Pine Cube è un cubo di design per rilassarsi a contatto con la natura. Un progetto per rialzare la testa attraverso idee geniali, senza svendere il proprio territorio

Come in un’acquario. Dentro non pesci, ma voi. Soli o in coppia, rilassati su una comoda chaise longue, con una piccola stufa a legna a scaldarvi. Un’acquario al contrario, voi i pesci e fuori tutto un mondo che vi sta a guardare. Un mondo fatto di alberi, rocce, arbusti, animali selvatici, un lupo se si ha fortuna. Tutto intorno al vostro acquario la stupenda Valle del Cerreto, una delle più belle della Majella. Abruzzo, Italia.

L’acquario ha un nome: Pine Cube; e un cognome: dove nascono i sogni.
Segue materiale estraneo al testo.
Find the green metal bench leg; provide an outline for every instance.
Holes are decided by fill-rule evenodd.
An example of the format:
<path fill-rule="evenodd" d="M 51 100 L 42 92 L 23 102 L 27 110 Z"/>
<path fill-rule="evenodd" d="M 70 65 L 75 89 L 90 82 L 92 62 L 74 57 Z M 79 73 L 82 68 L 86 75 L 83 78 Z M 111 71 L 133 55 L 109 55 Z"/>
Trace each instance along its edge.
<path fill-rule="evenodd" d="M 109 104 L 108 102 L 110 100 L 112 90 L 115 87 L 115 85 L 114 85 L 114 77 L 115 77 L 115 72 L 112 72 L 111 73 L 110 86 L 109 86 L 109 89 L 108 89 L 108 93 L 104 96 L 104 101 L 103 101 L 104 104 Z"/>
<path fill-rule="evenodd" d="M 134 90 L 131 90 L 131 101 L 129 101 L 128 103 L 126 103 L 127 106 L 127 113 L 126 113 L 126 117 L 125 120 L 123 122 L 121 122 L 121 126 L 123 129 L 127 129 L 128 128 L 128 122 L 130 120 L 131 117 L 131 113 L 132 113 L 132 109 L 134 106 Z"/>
Pine Cube ha anche una mamma, Francesca Consigli, e un papà, Wiliam Santoleri. Che hanno creduto molto nel progetto, anche contro chi si opponeva o contro chi (ma magari è un complimento) lo chiamava un progetto irrealizzabile.

Pine Cube, Abruzzo / pinecube.eu

Pine Cube, Abruzzo / pinecube.eu

Pine Cube, Abruzzo / pinecube.eu

Pine Cube, Abruzzo / pinecube.eu

Il nome è stato deciso durante una corsa sulla metropolitana di New York. La sua vocazione internazionale è stata suggellata da un articolo a pagina intera sul Sunday Times, già nel 2012. È un luogo noto, frequentato, ma per forza di cose estraneo al turismo massificato.  “È quello che è, una scatola. Non replicabile, non espandibile. L’alternativa sarebbe un condominio”, fa notare William.

―Come in un’acquario. Dentro non pesci, ma voi

E alla terra d’Abruzzo, per secoli arretrata e in questi ultimi giorni alla ribalta per le funeste nevicate e i terremoti, questo piccolo acquario, con la sua solitudine, sembra indicare la rotta. Per rialzare la testa attraverso idee geniali, per non svendere il proprio territorio, per non perdere quello che ha di più caro: un’inestimabile natura selvaggia.